A identidade fragmentada, múltipla, põe em dúvida uma certa armadura que o cotidiano ergue sobre cada indivíduo. No filme de Richard Linklater, com roteiro inspirado no livro de Philip K. Dick (mesmo escritor conhecido pela história de Blade Runner), vemos o homem inserido em uma sociedade com tecnologias avançadas de vigilância e disfarce – ao mesmo tempo em que possui substâncias alucinógenas das mais viciantes e danosas. Enfim, o homem sem equilíbrio, obsessivo, afundado em uma realidade cada vez menos palpável.
O filme dá continuidade à técnica de animação por rotoscopia, já empregada pelo diretor em Waking Life (2001) – por meio da qual a animação se constrói sobre filmagens, em um processo no limite entre o artesanal e o automático. Assim, o filme trabalha com uma constante sensação de incômodo, visto que os olhos do espectador facilmente perdem-se nesse estriamento da ilusão, seja no sombreamento rígido, nos fios de cabelos grossos, seja nos momentos em que a perspectiva dos objetos animados não batem com a dos cenários. Junto a isso, a artificialidade visual adiciona mais uma camada de aparência para essa narrativa essencialmente sobre a dúvida da realidade e da própria existência.
Em uma investigação para descobrir a origem da poderosa substância D, vemos um policial (Keanu Reeves) que é designado para investigar, Robert Arctor, uma outra identidade sua. Sabe-se que o uso da droga pode afetar severamente o funcionamento do cérebro, provocando grandes diferenças no controle dos dois hemisférios. Não é necessário ir muito além para ver que o motivo policial é, nessa ficção científica apresentada de maneiras tão próximas do mundo real (já era em 2006, imagine onze anos depois), na verdade, usado como caminho para a busca do eu.
Sim, no final das contas, O Homem Duplo fecha sua narrativa com um plot twist, mesmo que fácil, melancólico. Fácil porque, mesmo que pense tanto na questão humana, o filme é feito de momentos, cenas que encontram-se no final em uma linha narrativa e que ao mesmo tempo são independentes, desconexas. Essa relação manifesta-se especialmente nas cenas com os drogados James Barris (Robert Downey Jr., expansivo como sempre) e Ernie Luckman (Woody Harrelson). Ainda que recheadas de humor e diálogos ágeis, poucas vezes são engraçados. Esse tipo de investimento é muito característico, justamente, da literatura de ficção científica do final do século XX – tanto em K. Dick como em William Gibson, por exemplo.
Da mesma forma, as personalidades parecem se confundir durante os diálogos.
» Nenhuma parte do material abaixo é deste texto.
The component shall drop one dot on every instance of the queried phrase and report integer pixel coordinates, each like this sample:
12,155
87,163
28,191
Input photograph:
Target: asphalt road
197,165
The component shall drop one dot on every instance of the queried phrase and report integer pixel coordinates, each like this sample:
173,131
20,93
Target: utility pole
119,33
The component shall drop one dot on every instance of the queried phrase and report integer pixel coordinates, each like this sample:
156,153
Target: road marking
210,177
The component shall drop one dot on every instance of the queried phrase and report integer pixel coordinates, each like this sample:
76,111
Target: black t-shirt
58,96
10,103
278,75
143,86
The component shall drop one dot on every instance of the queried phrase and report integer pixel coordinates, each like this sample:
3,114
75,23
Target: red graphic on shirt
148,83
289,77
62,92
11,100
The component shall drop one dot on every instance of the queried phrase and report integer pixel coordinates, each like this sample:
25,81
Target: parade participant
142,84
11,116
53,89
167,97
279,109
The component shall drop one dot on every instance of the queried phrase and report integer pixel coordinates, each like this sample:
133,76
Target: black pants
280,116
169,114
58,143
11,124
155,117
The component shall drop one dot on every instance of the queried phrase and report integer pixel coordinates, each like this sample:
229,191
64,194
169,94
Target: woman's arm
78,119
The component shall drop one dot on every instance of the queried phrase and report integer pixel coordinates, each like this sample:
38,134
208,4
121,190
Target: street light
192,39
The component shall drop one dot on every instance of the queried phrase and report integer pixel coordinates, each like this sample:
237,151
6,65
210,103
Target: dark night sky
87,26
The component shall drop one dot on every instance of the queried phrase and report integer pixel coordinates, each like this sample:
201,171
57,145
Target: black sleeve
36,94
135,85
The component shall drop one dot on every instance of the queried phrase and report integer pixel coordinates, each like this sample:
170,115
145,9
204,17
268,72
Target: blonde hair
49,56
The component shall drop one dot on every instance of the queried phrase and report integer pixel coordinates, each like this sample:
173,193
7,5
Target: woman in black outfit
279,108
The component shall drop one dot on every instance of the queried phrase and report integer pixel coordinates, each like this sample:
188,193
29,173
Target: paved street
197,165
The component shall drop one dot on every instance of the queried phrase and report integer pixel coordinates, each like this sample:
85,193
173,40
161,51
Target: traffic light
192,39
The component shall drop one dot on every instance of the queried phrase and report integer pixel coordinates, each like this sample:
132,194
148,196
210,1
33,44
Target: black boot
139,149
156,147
Em uma cena em que o personagem de Reeves realiza um teste psicológico para testar o funcionamento do seu cérebro após o uso da substância D, e suas reações vão desde um posicionamento agressivo, contra o teste e o controle opressor daquele sistema, até a busca por um conselho amoroso – ao qual a psicóloga responde, de maneira inusitadamente calma.
O duplo sintetiza uma tendência moderna do múltiplo, representada pelo traje do homem comum, uma roupa que faz com que quem a veste tenha todas as partes do seu corpo em constante mudança, sem que possam saber quem está sob esta pele (muito bem idealizada em conjunto com a técnica da rotoscopia). Mas o que teria O Homem Duplo de novo a oferecer além da camada visual, adaptada às sci-fi?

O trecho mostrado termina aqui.